Der Gerichtshof hat von Neurath in allen 4 Punkten für schuldig befunden.

Fritzsche

Fritzsche ist angeklagt nach Punkt 1, 3 und 4. Er war hauptsächlich bekannt als Rundfunkkommentator, der einmal in der Woche die Tagesereignisse in seinem eigenen Programm »Hans Fritzsche spricht« erörterte. Er begann im September 1932, Rundfunkansprachen zu halten; im gleichen Jahre wurde er der Leiter des Drahtlosen Nachrichtendienstes, einer Einrichtung der Reichsregierung. Als die Nationalsozialisten am 1. Mai 1933 diese Einrichtung ihrem Reichsministerium für Volksaufklärung und Propaganda einverleibten, trat Fritzsche in die Nazi-Partei und in das Ministerium ein. Im Dezember 1933 wurde er Leiter der innerdeutschen Presseabteilung des Ministeriums; im Oktober 1942 wurde er zum Ministerialdirektor befördert. Nachdem er für kurze Zeit an der Ostfront in einer Propagandakompanie Dienst getan hatte, wurde er im November 1942 Leiter der Rundfunkabteilung des Propagandaministeriums und Generalbevollmächtigter für die politische Organisation des Großdeutschen Rundfunks.
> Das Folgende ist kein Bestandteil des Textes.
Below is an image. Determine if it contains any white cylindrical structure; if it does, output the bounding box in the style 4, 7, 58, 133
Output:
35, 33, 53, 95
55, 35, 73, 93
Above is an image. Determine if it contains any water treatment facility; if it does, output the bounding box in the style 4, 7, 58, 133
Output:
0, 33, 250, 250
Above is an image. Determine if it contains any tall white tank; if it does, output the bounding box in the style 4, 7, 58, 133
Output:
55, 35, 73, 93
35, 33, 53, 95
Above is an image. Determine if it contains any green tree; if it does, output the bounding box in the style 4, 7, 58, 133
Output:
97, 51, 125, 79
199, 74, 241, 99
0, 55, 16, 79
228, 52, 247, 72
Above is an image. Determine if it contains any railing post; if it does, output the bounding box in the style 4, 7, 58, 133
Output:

Verbrechen gegen den Frieden.

Als Leiter der innerdeutschen Presseabteilung beaufsichtigte Fritzsche die deutsche Presse, die aus 2 300 Tageszeitungen bestand. Im Verfolg dieser Aufgabe hielt er tägliche Pressekonferenzen, um diesen Zeitungen die Anweisungen des Propagandaministeriums mitzuteilen. Er unterstand jedoch dem Reichspressechef Dietrich, der wiederum Goebbels unterstand. Dietrich erhielt die Anweisung für die Presse von Goebbels und anderen Reichsministern, und stellte sie zu Anordnungen zusammen, die er dann Fritzsche zur Weitergabe an die Presse aushändigte.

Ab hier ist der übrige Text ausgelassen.